Semester Savanne
Clementine POV
Diesmal machen wir den Plan, den Leona sich ausgedacht hat. Wie geplant wurde Creed unser Beschützer, der jetzt vor uns ist. Von und Van hingegen verwandelten sich in Wölfe, um bereit zu sein, falls die Baby-Gorbloyds angreifen.
Leona und Leana haben einen Besenstiel dabei und bereiten sich vor, falls wir Mutter Gorbloyd jemals treffen.
Wir gehen einfach ruhig hier in der Semester-Savanne spazieren. Wir müssen keinen Lärm machen, wenn wir uns nicht mit den Gorbloyds anfreunden wollen. Die beiden Zwillinge blieben sofort stehen.
"Da sind Gorbloyds." Wir sahen uns um, weil Creed das gesagt hatte. Ich blieb bei Fin und unterstützte ihn, ich war neben ihm, während er mich umarmte und ich seine Taille festhielt. Wir testeten das Gehör.
"Verdammt." sagte Fin, als wir die Baby-Gorbloyds sahen, die uns umzingelten, sogar hinter uns waren welche, also schluckte ich.
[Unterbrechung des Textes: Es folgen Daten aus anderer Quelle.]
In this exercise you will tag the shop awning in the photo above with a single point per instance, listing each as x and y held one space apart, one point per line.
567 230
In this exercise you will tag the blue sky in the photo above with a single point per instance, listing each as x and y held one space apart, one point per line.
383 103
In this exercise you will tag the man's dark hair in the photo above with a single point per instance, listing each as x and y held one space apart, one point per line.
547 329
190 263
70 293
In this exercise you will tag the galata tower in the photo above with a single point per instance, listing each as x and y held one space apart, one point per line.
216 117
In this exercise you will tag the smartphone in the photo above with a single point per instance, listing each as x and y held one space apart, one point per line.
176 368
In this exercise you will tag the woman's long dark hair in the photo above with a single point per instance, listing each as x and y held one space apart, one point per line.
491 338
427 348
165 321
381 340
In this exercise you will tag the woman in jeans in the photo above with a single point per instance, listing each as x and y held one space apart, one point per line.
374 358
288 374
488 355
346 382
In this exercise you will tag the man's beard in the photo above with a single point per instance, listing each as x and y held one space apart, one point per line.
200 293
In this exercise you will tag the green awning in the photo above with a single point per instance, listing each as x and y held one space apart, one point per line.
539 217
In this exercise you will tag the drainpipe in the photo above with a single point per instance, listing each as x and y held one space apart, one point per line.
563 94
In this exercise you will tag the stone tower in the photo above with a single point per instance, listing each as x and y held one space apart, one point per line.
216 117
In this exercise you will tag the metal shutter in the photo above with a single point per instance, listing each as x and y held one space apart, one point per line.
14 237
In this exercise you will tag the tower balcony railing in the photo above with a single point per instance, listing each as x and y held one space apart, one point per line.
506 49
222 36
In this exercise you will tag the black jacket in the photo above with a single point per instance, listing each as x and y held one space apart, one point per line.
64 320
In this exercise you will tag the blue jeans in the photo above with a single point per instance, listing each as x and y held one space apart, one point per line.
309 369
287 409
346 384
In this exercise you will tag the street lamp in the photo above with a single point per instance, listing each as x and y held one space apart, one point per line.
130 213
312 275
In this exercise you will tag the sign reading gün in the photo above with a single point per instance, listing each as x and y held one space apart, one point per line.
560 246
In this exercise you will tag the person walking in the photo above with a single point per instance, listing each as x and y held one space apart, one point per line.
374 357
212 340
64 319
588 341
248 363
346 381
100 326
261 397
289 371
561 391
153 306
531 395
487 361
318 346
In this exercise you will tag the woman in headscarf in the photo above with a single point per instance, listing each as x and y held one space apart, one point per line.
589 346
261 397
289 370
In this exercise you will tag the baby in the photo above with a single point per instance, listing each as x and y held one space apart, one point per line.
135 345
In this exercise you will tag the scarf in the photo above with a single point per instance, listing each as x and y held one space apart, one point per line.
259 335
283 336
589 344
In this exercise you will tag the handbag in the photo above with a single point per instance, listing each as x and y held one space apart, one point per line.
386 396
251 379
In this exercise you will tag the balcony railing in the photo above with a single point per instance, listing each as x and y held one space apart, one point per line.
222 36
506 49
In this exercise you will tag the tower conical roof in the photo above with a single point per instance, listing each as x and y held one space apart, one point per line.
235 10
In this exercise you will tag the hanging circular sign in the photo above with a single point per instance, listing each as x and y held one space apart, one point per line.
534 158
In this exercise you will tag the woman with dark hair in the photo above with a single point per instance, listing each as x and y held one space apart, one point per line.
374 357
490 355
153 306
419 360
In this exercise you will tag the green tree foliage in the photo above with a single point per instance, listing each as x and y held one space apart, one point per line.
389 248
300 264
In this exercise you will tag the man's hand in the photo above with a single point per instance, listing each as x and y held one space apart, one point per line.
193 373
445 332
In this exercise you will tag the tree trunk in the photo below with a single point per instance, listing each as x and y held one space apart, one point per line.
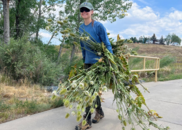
78 25
17 35
6 21
60 49
38 22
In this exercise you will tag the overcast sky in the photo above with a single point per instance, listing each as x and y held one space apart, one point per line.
144 19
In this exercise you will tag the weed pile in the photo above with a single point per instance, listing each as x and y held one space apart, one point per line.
110 72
Fin zog mich noch näher an sich. Creed hingegen bereitet sich darauf vor, dass die Gorbloyds uns angreifen.
"Die Mutter Gorbloyd." Wir sahen nach vorne und sahen die größte Gorbloyd.
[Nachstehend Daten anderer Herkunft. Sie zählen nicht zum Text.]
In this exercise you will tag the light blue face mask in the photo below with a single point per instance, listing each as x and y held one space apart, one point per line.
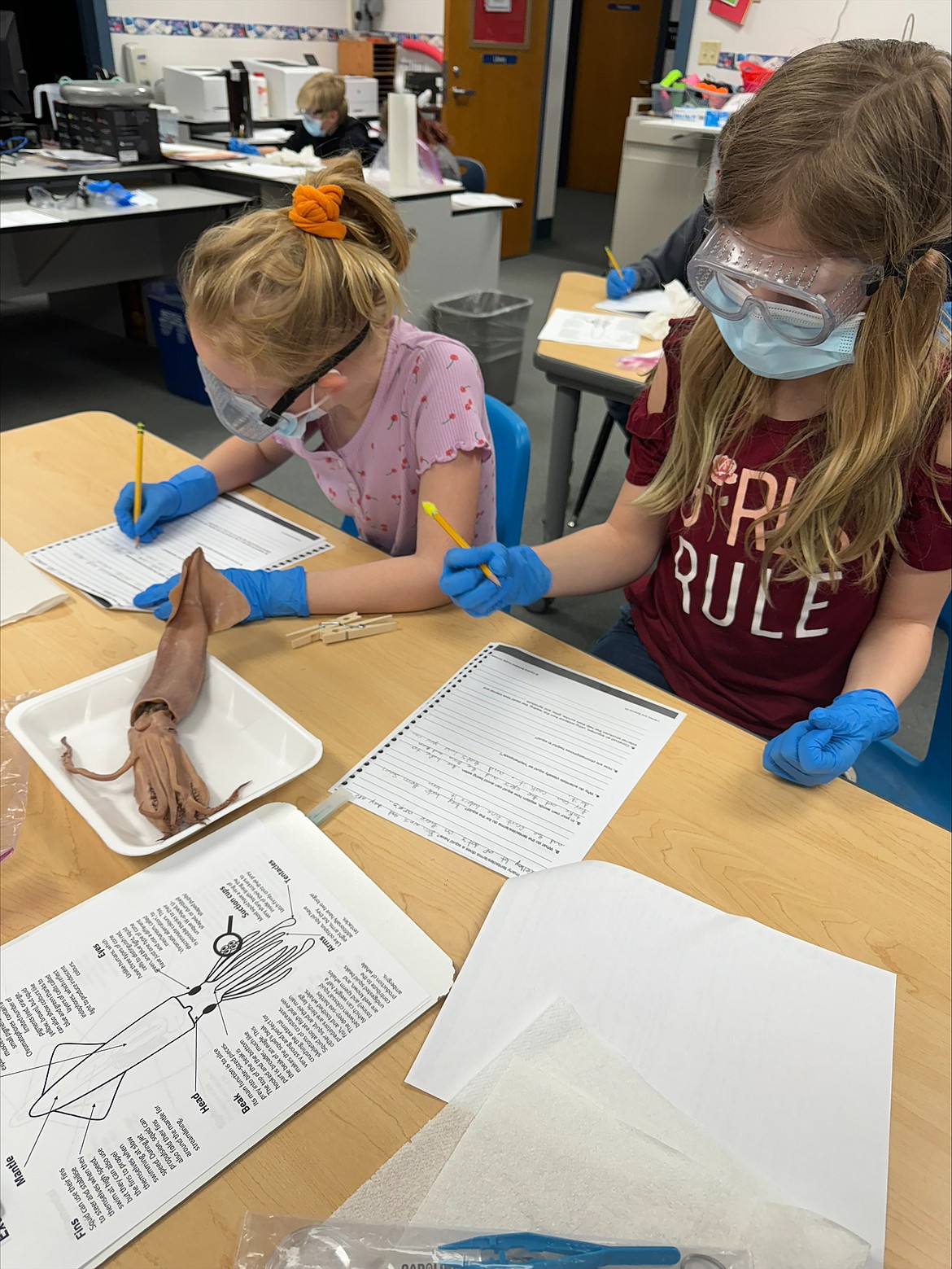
770 356
314 126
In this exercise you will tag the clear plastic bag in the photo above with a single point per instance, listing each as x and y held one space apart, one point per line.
14 781
295 1243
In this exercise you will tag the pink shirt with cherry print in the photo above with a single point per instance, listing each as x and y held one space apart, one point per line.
428 408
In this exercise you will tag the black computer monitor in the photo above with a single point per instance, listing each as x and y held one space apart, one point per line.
14 89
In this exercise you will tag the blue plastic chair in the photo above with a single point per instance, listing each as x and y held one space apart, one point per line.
918 785
473 174
510 444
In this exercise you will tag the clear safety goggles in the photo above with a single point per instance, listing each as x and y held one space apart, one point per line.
802 297
251 419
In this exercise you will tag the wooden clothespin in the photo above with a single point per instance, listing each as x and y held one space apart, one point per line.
339 630
308 633
362 630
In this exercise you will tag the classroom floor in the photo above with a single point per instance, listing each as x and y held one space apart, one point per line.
55 367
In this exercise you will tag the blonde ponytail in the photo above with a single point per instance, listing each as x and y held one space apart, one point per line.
279 300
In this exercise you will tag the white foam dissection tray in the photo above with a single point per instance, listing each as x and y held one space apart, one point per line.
233 735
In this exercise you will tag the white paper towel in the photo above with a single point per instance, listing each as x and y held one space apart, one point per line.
401 141
561 1135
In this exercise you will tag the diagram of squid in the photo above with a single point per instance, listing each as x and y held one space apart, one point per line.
242 967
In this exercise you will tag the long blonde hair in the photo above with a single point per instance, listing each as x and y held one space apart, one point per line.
279 300
852 143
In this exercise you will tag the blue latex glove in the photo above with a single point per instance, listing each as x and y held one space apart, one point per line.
617 288
523 578
832 739
271 594
167 501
"Scheiße." Sagten sofort Von und Van. Gorbloyds sind wie Hunde, aber ihr Schwanz ist der Schwanz eines Wals und ihre Augen sind wie die Augen von Eulen.
Meine Augen weiteten sich gleichzeitig, als die Gorbloyds auf uns zuliefen, also war ich ganz nah und umarmte Fin und betete, dass die Zeit stehen bleiben und die Gorbloyds aufhören würden. Ich hörte Gorbloyds, die sich uns näherten, als plötzlich die ganze Gegend still wurde.
Bin ich tot?
"Was ist los?" Ich öffnete meine Augen und sah langsam hinter Fin. Meine Augen weiteten sich, als ich eine kleine Ma-Gorbloyd sah, die in der Luft feststeckte und gähnte. Ich hielt Fin fest und blinzelte mit den Augen.
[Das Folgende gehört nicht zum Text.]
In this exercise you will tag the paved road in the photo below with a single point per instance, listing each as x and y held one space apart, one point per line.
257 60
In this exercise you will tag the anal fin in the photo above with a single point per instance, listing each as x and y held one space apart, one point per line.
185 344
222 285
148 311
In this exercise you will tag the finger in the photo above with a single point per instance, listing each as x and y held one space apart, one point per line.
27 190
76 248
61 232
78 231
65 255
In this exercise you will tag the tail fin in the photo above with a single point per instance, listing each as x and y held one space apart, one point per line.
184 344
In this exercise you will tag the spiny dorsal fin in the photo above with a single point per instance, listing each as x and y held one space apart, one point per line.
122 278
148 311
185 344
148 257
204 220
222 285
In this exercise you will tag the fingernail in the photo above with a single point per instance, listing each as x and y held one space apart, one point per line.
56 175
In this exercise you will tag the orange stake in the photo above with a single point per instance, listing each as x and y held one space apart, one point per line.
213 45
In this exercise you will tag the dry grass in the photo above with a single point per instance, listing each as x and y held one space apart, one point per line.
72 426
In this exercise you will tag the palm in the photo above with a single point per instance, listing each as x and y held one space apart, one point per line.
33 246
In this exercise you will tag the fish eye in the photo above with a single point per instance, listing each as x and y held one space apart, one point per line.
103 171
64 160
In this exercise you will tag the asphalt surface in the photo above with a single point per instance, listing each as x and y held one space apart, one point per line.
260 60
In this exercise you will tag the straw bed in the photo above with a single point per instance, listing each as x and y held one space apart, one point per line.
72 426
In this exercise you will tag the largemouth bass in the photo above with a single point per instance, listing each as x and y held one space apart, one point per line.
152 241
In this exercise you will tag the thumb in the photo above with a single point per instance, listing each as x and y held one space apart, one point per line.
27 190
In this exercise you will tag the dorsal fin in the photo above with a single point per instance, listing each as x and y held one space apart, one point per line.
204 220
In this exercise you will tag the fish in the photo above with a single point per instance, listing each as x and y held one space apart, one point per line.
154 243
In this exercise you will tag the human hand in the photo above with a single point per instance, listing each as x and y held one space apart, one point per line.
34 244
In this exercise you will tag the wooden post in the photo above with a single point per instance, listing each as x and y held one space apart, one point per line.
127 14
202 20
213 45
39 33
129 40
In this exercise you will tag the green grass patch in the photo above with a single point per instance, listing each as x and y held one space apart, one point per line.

"Fin.." rief ich und wandte mich an Fin. "Was ist los?" fragte ich ihn.
"Ich weiß es nicht." antwortete er, also schluckte ich. Die Gorbloyds steckten alle in der Luft fest und Fins Brüder steckten in der Luft fest. Ich runzelte die Stirn.
"Fin, bring sie wieder in Ordnung." sagte ich und sah Fin an.
"Ich habe das nicht getan." sagte er, also weiteten sich meine Augen und ich blinzelte.
"Wenn nicht du, wer dann?" fragte ich. Fin packte meine Hand und entriss Creed das Schwert, das er hielt.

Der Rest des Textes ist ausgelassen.